Ogwumike, the president of the players’ union, also came out of the meeting with an eye toward change: “With the addition of Cathy, it was quite wonderful for us to be able to talk to her about this, because she played such a big role in her last job when it comes to the benefits for women as far as child-planning goes.”
Engelbert took to the road, meeting with owners and players from each of the W.N.B.A.’s 12 teams. She had gotten the lay of the land from Tatum and N.B.A. Commissioner Adam Silver, but even so, she wanted to see for herself.
By September, Engelbert understood from ownership that she would be able to offer the kind of investment required to induce the players to give up many of their overseas playing options and prioritize the W.N.B.A. Engelbert said that took little on her part, as owners expressed frustration to her over the status quo before she even took the job. The new agreement provides higher salaries and family-planning benefits that make staying stateside easier for players.
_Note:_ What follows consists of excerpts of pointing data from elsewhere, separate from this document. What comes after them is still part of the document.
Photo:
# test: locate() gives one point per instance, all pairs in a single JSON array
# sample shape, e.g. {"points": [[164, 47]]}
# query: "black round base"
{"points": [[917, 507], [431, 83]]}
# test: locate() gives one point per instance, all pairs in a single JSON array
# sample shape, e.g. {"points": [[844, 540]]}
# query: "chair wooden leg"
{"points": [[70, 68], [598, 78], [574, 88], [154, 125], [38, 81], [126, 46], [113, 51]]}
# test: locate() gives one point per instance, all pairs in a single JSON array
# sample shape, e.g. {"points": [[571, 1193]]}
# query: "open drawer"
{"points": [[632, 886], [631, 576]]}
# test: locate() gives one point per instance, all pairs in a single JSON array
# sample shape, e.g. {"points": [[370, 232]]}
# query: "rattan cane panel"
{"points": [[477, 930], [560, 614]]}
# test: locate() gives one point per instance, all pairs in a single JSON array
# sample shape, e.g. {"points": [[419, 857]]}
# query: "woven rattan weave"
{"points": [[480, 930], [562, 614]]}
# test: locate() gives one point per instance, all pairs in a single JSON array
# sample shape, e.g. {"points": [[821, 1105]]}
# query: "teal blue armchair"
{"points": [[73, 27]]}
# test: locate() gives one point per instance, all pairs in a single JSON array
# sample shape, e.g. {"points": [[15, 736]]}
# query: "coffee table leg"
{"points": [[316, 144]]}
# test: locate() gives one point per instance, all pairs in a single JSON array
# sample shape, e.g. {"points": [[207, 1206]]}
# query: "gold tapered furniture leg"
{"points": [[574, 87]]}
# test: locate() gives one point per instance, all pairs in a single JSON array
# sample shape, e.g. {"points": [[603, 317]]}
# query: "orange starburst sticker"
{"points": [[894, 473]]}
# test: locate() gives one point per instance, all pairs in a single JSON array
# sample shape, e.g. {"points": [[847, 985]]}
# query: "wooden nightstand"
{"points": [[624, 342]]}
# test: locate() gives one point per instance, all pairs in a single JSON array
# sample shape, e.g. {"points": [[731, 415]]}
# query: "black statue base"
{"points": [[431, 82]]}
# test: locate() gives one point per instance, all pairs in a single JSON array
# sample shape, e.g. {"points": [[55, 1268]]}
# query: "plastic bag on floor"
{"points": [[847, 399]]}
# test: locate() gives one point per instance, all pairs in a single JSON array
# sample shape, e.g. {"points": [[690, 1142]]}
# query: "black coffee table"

“In the scale of weighing the pros and cons of going overseas versus having family time at home resting, etc., all the things you can throw into there, it makes it a little bit more palatable,” said Sun guard Layshia Clarendon, who said she had talked about the benefits with her wife, Jessica Clarendon. “It makes it better. It makes it worth it to stay home. I think even more people will. People are looking for opportunities to stay.”
Engelbert said that after the Las Vegas meeting, she also wanted to show players, even before the new agreement was in place, that while her words sounded encouraging, this was a different era for leadership in the W.N.B.A.
The Las Vegas Aces and Los Angeles Sparks had reached the W.N.B.A. semifinals after several hard-fought playoff games. Both lower seeds, they would have had to fly quickly, west to east, to start their semifinal series — to Washington for the Aces, and Connecticut for the Sparks. Engelbert, no stranger to cross-country flights as a million-miler on United, texted Jackson and said she wanted the league to provide chartered planes for the teams this time instead of having them fly commercial as usual.
“I will never forget when I called Terri,” Engelbert said. “And I do think that was a point where hopefully she realized, and certainly others outside the walls of the W.N.B.A. said, ‘Oh, O.K., they’re really thinking about player health and safety.’”
In a league where that had been an open question among the players, trust mattered. The common ground helped alleviate some jitters on both sides.
“I think the players did an amazing job understanding that, to get somewhere where that we want to go, we have to try things that are different,” Ogwumike said.
She added that it was also the job of the executive committee to “ensure though that we weren’t still taking money out of people’s pockets while trying to do that.”
Neither the league nor the union expected to complete the negotiations by the end of the 2019 season, but Engelbert remembered feeling disappointed when the deadline had to be pushed back to Jan. 15. As she flew back to New York on New Year’s Eve from her annual family trip to Florida, she kept reminding herself that the lawyers had assured her all of this was a normal part of the process.
Less than two weeks later, the two sides had a deal in principle. What began with a conversation between Jackson and Engelbert also ended with one.
“Terri called me at 2:18 a.m. in the morning the other night ’cause we were finalizing things,” Engelbert recalled. She had worked on many deals at Deloitte and “burned a lot of midnight oil.” But this was different, she told Jackson.
“Never before have I had the other side call me up in the middle of the night,” Englebert said.
A few days later, this time on “Good Morning America,” Engelbert, Jackson and Ogwumike were ready to announce their deal to the world.